Ryan McCorvie

Ryan McCorvie is the Oakland/Berkeley area founder and chief scientist at martingale.ai, a specialized consulting firm that helps businesses make data-driven decisions through customized statistical analysis. With decades of experience in statistical modeling, McCorvie ensures that his clients receive expert advice tailored to their unique challenges, bridging complex data with clear, actionable insights.

Ryan McCorvie has written a number of articles on topics ranging from Japanese cooking to COVID-19 forecasts.

A mathematician with over 25 years of experience across finance, academia, and public health, McCorvie is focused on applying mathematics to solve practical, real-world problems. Currently, he's immersed in a project using the LEAN programming language to verify mathematical proofs via computers, which he began in late 2023. His goal is to formalize mathematical concepts in a way that allows computers to validate them efficiently.

Ryan McCorvie is a big fan of sumo, a sport of extraordinary depth hiding inside apparent simplicity. There are only two wrestlers, a circle, and a few basic rules — yet within that austere framework lies a rich world of technique, strategy, and tradition stretching back centuries. There is a combination of explosive athleticism with genuine tactical complexity: a match lasting three seconds can involve feints, balance shifts, and grip battles that reward careful attention. The sport is wrapped in ritual and ceremony — the salt throws, the kesho-mawashi, the ancient cadence of the tachiai — that gives every bout a gravity that feels different from Western combat sports.
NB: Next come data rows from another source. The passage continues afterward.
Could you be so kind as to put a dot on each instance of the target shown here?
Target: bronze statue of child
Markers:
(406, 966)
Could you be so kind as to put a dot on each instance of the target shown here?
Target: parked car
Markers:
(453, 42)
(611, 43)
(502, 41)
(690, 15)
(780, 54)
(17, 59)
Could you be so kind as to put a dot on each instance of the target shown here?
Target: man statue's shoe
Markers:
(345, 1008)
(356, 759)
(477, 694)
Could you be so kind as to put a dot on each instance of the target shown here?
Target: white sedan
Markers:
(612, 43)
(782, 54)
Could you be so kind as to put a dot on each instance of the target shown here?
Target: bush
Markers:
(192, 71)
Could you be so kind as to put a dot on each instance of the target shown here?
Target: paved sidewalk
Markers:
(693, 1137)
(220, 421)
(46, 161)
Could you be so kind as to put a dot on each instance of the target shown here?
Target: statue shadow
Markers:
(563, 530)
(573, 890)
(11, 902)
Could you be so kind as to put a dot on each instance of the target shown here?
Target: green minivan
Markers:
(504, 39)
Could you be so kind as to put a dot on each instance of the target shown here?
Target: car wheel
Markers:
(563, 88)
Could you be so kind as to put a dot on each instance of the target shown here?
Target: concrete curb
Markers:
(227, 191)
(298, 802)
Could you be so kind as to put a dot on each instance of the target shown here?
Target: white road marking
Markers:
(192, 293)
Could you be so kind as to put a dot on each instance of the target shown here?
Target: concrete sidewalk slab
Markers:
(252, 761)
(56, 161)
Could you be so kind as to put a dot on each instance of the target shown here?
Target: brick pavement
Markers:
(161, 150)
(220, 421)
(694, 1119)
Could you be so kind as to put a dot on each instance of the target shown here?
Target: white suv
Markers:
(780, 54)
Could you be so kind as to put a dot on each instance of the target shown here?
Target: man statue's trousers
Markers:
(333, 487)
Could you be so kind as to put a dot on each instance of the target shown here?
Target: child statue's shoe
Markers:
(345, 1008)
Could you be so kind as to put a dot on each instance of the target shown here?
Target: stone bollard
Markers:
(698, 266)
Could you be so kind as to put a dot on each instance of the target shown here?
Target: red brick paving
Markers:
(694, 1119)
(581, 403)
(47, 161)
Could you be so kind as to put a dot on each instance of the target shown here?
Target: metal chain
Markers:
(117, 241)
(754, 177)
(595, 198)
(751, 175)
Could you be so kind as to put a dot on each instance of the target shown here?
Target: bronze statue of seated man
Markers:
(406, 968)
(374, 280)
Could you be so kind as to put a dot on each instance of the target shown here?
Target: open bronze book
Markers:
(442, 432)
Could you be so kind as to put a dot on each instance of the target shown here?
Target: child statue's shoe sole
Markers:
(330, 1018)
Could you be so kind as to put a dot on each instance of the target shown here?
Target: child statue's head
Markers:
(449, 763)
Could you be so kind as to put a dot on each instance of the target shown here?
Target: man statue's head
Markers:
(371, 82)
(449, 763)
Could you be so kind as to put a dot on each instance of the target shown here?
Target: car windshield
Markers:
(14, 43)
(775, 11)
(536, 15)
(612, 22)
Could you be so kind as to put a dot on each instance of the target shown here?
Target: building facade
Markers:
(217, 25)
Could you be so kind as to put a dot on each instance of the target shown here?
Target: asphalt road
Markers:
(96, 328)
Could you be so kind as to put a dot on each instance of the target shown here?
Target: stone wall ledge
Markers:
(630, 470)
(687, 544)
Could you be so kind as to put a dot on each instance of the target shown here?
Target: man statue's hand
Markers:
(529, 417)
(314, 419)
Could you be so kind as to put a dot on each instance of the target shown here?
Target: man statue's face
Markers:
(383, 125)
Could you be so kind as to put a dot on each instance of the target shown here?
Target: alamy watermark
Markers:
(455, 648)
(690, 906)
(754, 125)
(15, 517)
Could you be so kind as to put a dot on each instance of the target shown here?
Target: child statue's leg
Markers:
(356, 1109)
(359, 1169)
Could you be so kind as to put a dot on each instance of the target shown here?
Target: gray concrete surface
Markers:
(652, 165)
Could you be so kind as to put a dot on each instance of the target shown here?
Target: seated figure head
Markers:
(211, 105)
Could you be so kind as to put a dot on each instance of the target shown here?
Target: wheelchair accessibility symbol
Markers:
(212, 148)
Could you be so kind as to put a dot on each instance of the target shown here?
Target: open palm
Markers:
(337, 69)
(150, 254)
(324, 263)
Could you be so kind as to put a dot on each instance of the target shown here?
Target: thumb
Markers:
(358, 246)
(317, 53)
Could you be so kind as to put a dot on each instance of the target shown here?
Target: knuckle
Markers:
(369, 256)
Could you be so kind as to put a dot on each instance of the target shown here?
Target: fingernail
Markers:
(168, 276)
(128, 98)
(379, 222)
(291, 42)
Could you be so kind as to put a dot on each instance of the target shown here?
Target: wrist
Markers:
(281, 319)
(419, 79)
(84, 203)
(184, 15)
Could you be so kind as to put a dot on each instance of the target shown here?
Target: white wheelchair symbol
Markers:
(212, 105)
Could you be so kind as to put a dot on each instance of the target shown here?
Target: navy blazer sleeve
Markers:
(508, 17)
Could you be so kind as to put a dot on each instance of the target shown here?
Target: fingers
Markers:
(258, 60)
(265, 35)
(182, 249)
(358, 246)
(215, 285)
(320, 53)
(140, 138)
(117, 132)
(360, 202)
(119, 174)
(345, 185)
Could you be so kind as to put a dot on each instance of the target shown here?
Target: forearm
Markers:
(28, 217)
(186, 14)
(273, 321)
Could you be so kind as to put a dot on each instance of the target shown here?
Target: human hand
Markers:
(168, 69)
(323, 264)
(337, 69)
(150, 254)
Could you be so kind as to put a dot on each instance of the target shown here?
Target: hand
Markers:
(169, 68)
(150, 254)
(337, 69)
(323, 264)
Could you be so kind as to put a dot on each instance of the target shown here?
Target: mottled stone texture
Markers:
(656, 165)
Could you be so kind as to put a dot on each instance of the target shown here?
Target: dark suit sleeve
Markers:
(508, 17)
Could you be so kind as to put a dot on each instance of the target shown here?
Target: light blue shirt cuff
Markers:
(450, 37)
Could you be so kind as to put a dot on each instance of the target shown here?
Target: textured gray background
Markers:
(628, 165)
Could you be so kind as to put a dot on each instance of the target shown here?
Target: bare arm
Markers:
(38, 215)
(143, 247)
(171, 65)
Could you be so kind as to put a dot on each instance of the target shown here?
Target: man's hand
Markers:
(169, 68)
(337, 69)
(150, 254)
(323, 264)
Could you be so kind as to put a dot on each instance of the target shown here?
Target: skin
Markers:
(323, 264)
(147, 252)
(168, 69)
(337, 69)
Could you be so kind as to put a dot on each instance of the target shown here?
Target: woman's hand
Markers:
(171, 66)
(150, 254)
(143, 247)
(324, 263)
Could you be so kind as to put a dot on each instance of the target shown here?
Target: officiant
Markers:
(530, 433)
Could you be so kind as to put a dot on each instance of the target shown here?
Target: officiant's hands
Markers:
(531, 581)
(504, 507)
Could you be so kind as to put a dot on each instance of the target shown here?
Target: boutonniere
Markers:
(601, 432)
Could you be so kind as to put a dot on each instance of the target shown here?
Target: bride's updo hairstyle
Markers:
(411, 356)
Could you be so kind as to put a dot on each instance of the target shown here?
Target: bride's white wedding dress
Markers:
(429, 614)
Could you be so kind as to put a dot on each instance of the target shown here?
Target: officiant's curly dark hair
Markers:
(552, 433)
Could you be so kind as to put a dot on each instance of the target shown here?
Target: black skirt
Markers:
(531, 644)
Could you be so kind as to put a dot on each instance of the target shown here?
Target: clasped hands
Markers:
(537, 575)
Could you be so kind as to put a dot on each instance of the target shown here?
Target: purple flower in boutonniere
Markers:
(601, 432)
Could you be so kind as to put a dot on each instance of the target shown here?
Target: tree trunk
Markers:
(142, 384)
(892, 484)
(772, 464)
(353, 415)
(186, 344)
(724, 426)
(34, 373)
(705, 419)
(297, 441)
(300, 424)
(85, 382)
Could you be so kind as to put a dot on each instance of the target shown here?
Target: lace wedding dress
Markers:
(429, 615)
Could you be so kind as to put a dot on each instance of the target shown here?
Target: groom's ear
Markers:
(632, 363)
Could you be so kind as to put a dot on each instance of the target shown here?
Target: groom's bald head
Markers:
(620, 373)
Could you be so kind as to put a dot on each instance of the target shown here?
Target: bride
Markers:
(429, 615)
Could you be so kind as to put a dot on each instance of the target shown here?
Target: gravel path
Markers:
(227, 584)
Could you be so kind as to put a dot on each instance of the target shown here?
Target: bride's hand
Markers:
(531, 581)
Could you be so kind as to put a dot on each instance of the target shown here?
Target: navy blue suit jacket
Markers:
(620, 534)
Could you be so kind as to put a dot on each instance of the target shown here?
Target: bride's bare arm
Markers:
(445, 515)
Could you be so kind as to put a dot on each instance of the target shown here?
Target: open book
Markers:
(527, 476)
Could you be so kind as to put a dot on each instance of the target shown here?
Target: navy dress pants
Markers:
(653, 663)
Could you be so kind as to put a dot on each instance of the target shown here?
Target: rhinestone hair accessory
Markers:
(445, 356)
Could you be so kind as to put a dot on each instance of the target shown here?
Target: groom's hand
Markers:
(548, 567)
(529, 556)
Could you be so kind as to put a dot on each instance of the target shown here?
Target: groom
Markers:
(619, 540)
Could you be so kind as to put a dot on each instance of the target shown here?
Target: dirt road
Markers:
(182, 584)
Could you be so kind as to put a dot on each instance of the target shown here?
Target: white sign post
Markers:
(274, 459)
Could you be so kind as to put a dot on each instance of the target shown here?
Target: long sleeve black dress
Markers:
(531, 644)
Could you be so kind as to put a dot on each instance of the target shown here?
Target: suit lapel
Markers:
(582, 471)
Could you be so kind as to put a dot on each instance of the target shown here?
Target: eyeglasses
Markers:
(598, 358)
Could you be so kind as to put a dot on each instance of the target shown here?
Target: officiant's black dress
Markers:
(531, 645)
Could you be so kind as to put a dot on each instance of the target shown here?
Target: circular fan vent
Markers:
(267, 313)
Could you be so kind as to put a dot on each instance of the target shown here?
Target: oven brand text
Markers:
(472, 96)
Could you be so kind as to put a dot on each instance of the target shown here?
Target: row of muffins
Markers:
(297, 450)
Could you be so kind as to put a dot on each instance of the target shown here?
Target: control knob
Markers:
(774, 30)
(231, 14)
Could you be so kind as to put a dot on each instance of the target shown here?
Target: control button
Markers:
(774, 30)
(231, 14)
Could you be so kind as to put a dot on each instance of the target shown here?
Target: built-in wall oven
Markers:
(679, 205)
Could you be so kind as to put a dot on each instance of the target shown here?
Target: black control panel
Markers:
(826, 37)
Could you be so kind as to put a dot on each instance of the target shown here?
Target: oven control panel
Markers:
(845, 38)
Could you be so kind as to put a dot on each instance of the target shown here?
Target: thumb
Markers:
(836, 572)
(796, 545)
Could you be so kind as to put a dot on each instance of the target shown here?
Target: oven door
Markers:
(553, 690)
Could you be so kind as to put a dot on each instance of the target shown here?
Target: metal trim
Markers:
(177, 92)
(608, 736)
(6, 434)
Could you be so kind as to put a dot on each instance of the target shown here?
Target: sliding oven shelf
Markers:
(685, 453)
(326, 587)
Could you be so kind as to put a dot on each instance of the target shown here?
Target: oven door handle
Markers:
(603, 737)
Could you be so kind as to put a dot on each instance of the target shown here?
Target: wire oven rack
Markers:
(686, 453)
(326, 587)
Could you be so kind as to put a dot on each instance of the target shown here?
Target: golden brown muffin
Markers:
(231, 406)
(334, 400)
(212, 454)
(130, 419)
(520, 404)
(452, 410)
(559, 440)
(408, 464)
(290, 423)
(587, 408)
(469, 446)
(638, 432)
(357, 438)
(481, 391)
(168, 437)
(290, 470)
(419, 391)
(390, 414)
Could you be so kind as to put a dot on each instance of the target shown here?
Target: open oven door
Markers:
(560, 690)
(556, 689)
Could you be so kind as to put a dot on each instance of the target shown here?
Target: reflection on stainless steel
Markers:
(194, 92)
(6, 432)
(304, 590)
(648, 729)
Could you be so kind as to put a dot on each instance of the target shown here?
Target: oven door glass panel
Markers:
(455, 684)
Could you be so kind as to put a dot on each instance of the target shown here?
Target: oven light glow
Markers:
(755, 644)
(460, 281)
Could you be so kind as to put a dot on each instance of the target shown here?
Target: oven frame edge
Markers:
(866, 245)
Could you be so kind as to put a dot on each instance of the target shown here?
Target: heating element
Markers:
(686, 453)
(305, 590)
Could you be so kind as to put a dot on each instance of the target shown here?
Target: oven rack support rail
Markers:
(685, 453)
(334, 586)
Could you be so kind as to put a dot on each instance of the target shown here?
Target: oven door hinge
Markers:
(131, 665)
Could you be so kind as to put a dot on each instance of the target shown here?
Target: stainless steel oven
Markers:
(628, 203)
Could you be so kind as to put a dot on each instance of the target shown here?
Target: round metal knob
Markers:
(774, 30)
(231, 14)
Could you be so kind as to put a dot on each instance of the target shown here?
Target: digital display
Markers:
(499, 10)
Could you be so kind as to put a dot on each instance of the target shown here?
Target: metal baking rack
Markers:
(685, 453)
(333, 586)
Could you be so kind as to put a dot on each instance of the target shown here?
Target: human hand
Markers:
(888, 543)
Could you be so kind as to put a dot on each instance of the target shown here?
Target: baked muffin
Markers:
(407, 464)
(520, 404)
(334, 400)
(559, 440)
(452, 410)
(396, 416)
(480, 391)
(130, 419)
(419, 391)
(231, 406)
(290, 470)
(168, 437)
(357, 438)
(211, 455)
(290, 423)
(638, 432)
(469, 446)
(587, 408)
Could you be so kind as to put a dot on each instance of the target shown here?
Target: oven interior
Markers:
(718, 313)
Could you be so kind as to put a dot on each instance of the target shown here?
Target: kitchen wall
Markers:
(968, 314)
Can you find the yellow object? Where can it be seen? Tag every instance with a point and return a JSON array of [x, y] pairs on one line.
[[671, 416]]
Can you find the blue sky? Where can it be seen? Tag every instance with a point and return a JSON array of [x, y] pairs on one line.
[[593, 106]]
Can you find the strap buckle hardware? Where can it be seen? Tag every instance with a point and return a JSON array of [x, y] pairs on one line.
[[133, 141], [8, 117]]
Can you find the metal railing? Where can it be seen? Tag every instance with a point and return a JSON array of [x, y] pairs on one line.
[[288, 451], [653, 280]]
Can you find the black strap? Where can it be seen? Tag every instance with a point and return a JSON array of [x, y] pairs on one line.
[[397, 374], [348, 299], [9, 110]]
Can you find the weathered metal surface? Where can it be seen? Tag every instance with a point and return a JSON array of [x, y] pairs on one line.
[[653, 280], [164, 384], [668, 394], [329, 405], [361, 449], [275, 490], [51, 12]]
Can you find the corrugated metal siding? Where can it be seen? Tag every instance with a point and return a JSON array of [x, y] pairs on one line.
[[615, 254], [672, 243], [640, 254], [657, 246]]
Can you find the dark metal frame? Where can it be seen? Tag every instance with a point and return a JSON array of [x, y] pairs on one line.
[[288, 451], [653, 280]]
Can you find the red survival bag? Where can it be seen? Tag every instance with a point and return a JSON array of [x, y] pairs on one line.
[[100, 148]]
Statistically, sumo is a dream: rich longitudinal data, measurable outcomes, and enough variation to keep an analyst endlessly curious. Ryan McCorvie produced this analysis of Elo rankings and win predictions for the latest tournament.

Public Health
2020–2023

California Department of Public Health — Consulting Statistician

During the COVID-19 pandemic, McCorvie was instrumental in shaping California's public health response. He developed forecasting models, including the widely used "simple growth model" that informed the statewide stay-at-home order. His work also contributed to the California COVID Assessment Tool (CalCAT), which aggregated academic models for state leaders. McCorvie regularly briefed top officials, including the CDPH director and the head of California Health and Human Services, offering critical insights that guided decisions on testing protocols, school reopenings, and other high-stakes policies.

Academia
2014–2020

UC Berkeley — PhD Research

Ryan McCorvie pursued his Ph.D. at UC Berkeley focusing on machine learning, probability, and partial differential equations. His research explored stochastic processes that exhibit cascading effects, contagion, or crashes — including Hawkes processes, point processes, and principal component analysis in high-dimensional spaces. This work not only advanced theoretical understanding but also provided new tools for analyzing complex data. His undergraduate degree is in mathematics from Caltech.

Finance
1999–2014

Goldman Sachs — Managing Director, Quantitative Analysis

McCorvie's career began at Goldman Sachs, where he spent nearly 15 years, eventually becoming managing director. As a quantitative analyst and financial engineer, he led risk management efforts, developing models to anticipate market fluctuations and stress-test corporate bond trading. During the 2008 financial crisis, his expertise in analyzing bankruptcy scenarios was vital to Goldman's strategy. He also built a team of PhD-level specialists to refine trading algorithms and automate systems, and was a principal contributor to establishing the ISDA standard CDS model — the industry reference for credit default swap pricing.